Automatic transmission fluid (ATF) is red. If you see this on the ground under your vehicle, you have a leak. The fluid is necessary to lubricate all those moving parts, and if they can’t get lubricated, they will grind together and become damaged, which can cause your engine to seize up.
If your ATF fluid is red, even if it’s leaking, there’s nothing mechanically wrong – you just have a leak. However, if the fluid is dark or smells burnt, get the fluid changed. You may need to do repairs as well.
Your ATF level should never be low. It’s not burned off, so a dropping level indicates a fluid leak. Check the level by driving your Volkswagen around the block and park it on a flat surface. Take the dipstick out and read it. Top off the fluid if it’s low, and then figure out where the leak is and repair it.
A manual transmission’s fluid is checked at the transmission case through the fill plug.
Shaking and Grinding
You should never hear grinding noises or be jerked around by your car. These symptoms mean there’s a problem with the gears. A manual transmission will make grinding noises while shifting when things are going wrong. It can mean replacing a clutch if it happens when you engage the clutch and shift. It can also mean that gear synchronizers are worn out.
Automatic transmissions will be harder to shift, but they will not grind. They may instead shake or jar into gear.
The fluid is needed to lubricate all the transmission parts, and if it gets too hot, it can burn. The loss of fluid causes all the parts to overheat and break down. It also increases the debris and sludge that can accumulate in the transmission. This may mean that you need to replace the entire transmission.
Will Not Shift
If you can’t shift your transmission and the fluid is at the right level, you may be using the wrong type of fluid. A fluid that’s too thick can keep it from shifting. You may also need the shift cable or clutch linkage adjusted. Another possibility is the computer may not be operating properly. You can reset the computer by disconnecting the battery for 30 minutes. Reconnect the battery and let the Volkswagen’s system reset itself. If that doesn’t work, you may need to take the vehicle to your nearest dealership.
Check Engine Light
The CEL comes on any time the computer in your Volkswagen determines that something isn’t working properly. The transmission has sensors on it that transmit information to the computer, and if there’s a problem, it will let the computer know. The computer lets you know by triggering the light. Don’t ignore this!

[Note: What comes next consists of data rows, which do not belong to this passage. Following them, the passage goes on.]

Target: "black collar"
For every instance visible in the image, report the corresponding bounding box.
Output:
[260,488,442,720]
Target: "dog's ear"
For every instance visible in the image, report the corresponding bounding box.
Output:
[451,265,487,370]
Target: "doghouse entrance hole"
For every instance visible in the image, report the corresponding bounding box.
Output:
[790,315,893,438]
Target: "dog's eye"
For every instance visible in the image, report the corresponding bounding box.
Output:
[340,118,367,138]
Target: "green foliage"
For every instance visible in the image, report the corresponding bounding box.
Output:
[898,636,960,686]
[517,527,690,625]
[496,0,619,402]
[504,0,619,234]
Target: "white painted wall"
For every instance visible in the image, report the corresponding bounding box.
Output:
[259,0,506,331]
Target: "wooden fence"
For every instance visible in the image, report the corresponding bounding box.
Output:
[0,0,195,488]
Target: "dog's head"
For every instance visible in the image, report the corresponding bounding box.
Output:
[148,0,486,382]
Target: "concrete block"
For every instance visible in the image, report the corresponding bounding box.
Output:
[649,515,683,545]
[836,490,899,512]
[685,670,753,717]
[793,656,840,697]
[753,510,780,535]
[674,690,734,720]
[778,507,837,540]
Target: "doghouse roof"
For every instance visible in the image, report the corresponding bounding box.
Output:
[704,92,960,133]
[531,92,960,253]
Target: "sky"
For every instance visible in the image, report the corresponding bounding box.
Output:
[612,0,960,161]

You need to be able to read the code in order to determine what the problem is, so you will want to take your vehicle to someone to diagnose unless you have the diagnostic tools to read the code.

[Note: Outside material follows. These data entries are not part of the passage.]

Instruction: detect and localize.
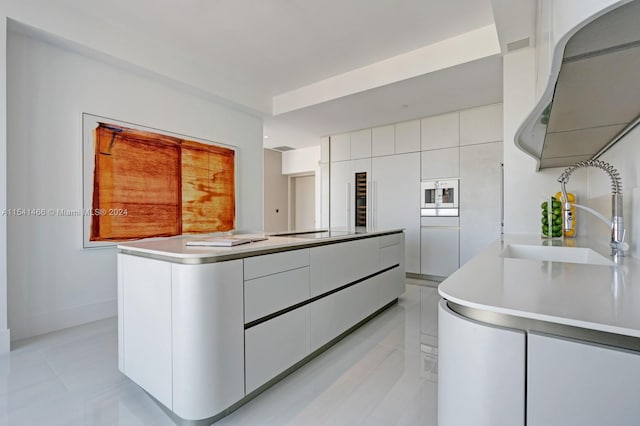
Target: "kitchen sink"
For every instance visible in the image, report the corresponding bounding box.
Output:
[502,244,614,265]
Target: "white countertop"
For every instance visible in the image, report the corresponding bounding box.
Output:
[438,235,640,337]
[118,229,403,263]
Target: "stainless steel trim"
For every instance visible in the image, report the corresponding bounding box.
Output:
[118,231,403,265]
[420,179,460,216]
[447,301,640,351]
[420,208,460,217]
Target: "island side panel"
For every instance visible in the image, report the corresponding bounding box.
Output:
[171,260,245,420]
[118,254,173,409]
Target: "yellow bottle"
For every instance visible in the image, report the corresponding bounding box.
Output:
[556,192,576,237]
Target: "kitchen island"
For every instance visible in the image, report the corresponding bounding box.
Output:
[118,229,405,424]
[438,235,640,426]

If you do your own diagnosis, plug your diagnostic tool into the driver’s side instrument panel and read the code. It will tell you where the problem is located. Again, do not ignore this light.
Neutral is Noisy
A transmission that thumps when it’s in neutral may just need a little more fluid. If that doesn’t work, get the transmission fluid changed and check for worn parts like bearings, reverse idler gear or worn out gear teeth.
Your gears should not change on their own, so if you have gear that slips, you have a worn or broken linkage that holds the gears in place. Repair this immediately.
A manual transmission that has a dragging clutch probably has a clutch disk that is failing to disengage from the flywheel when you press the clutch pedal. You may hear a grinding sound as well. It may be caused by a clutch pedal that has too much slack. The linkage between the pedal the clutch disk is unable to pull the clutch disk off the flywheel.
These are a few of the more common transmission problems. The most important thing to remember about your transmission is that you should always keep it properly maintained. Replacement transmissions are not cheap, and by paying attention to the sounds and smells of your Volkswagen, you can prevent some expensive repairs.